Air Transport

Lockheed Martin will make a Low-Boom Supersonic X-Plane to NASA

Skunk Works division will design and build an X-Plane to make supersonic air travel a reality
Lockheed Martin Skunk Works X-Plane

NASA awarded Lockheed Martin´s Skunk Works division a $ 247,5 million contract to design and build a Low-Boom Flight Demonstrator, also know as X-Plane to test how a supersonic plane can fly with a quieter sonic boom. The full-scale experimental aircraft will make its first flight in 2021.

“It is super exciting to be back designing and flying X-planes at this scale. Our long tradition of solving the technical barriers of supersonic flight to benefit everyone continues”, said Jaiwon Shin, NASA’s associate administrator for aeronautics. “We’re honored to continue our partnership with NASA to enable a new generation of supersonic travel,” said Peter Iosifidis, Low-Boom Flight Demonstrator program manager, Lockheed Martin Skunk Works.

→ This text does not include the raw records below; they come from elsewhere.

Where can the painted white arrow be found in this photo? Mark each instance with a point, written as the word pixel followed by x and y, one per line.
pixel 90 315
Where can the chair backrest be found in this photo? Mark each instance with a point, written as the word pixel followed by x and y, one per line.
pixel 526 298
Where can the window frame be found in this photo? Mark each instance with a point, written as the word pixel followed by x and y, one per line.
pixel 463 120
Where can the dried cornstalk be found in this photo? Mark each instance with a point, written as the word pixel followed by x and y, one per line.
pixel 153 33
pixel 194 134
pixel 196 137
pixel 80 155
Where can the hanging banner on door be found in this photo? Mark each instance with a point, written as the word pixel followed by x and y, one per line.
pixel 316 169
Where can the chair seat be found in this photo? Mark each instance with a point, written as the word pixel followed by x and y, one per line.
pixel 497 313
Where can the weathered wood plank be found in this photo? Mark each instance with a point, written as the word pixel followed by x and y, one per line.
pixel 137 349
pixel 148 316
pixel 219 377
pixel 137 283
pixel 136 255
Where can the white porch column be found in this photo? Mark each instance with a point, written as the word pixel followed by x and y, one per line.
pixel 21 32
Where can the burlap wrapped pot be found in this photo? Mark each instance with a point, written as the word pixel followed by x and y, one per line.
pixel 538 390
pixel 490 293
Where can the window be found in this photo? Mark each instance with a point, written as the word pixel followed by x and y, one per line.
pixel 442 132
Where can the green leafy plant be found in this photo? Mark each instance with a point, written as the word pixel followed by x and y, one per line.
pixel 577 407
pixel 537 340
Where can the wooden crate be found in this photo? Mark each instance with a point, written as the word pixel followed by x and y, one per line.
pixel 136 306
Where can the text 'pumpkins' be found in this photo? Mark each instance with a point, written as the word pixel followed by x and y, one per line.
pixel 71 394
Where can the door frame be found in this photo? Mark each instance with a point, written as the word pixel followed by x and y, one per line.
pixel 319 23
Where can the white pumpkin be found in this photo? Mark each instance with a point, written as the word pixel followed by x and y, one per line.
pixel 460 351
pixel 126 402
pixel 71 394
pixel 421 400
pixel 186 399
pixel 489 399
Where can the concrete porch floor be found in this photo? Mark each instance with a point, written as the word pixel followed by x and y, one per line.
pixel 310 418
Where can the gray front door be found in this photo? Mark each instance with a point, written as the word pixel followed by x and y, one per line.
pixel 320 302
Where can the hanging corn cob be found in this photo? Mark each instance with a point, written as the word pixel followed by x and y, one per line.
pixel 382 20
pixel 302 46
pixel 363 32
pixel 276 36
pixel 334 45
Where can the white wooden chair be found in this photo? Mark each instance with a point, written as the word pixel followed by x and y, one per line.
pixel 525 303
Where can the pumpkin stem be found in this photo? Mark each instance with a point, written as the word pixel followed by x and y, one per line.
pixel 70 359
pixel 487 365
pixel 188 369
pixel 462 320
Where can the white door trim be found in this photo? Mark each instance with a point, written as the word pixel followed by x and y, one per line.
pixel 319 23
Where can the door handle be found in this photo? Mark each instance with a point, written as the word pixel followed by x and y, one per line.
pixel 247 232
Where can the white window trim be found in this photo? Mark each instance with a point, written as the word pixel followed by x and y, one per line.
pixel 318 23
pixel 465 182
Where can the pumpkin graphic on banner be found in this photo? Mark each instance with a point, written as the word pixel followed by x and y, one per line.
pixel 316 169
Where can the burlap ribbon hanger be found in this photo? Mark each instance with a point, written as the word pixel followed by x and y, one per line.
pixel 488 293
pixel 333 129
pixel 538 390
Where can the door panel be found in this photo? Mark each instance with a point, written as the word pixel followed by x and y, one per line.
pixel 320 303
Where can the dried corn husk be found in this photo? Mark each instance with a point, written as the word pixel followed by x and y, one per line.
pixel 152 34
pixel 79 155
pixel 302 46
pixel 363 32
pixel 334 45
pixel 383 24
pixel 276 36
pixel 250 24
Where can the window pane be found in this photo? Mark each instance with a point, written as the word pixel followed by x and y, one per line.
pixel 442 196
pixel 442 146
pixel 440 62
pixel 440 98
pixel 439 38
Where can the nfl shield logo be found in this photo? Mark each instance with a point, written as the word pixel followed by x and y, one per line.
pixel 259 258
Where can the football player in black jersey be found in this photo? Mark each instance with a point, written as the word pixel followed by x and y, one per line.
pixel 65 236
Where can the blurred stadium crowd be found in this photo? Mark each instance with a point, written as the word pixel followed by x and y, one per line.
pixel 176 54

The main goal of the programa is helping NASA to establish an acceptable commercial supersonic noise standard to overturn current regulations banning commercial supersonic travel over land. One of the main difficulties of commercial supersonic aircraft is the high noise caused by breaking the sound barrier.

According NASA, the LFBD will fly up to Mach 1.4 at an altitude of 55,000 feet over populated areas to find out if the sonic boom will be heard by people living in the communities under the flight testing areas.

The new X-Plane build by Skunk Works will use parts from jets such as T-38 (canopy), F-16 (landing gear) and F/A-18 (many components) to be affordable – the engine is a GE 414-400 from Super Hornet fighter.The aircraft will have 94 foot long and small canards ahead of the cockpit.

NASA expects to achieve a sonic boom noise of 70-75 perceived decibel level, lower than the 105 PLdB of the Concorde – the famous Anglo-French supersonic was banned from flying over the US because it made too much noise.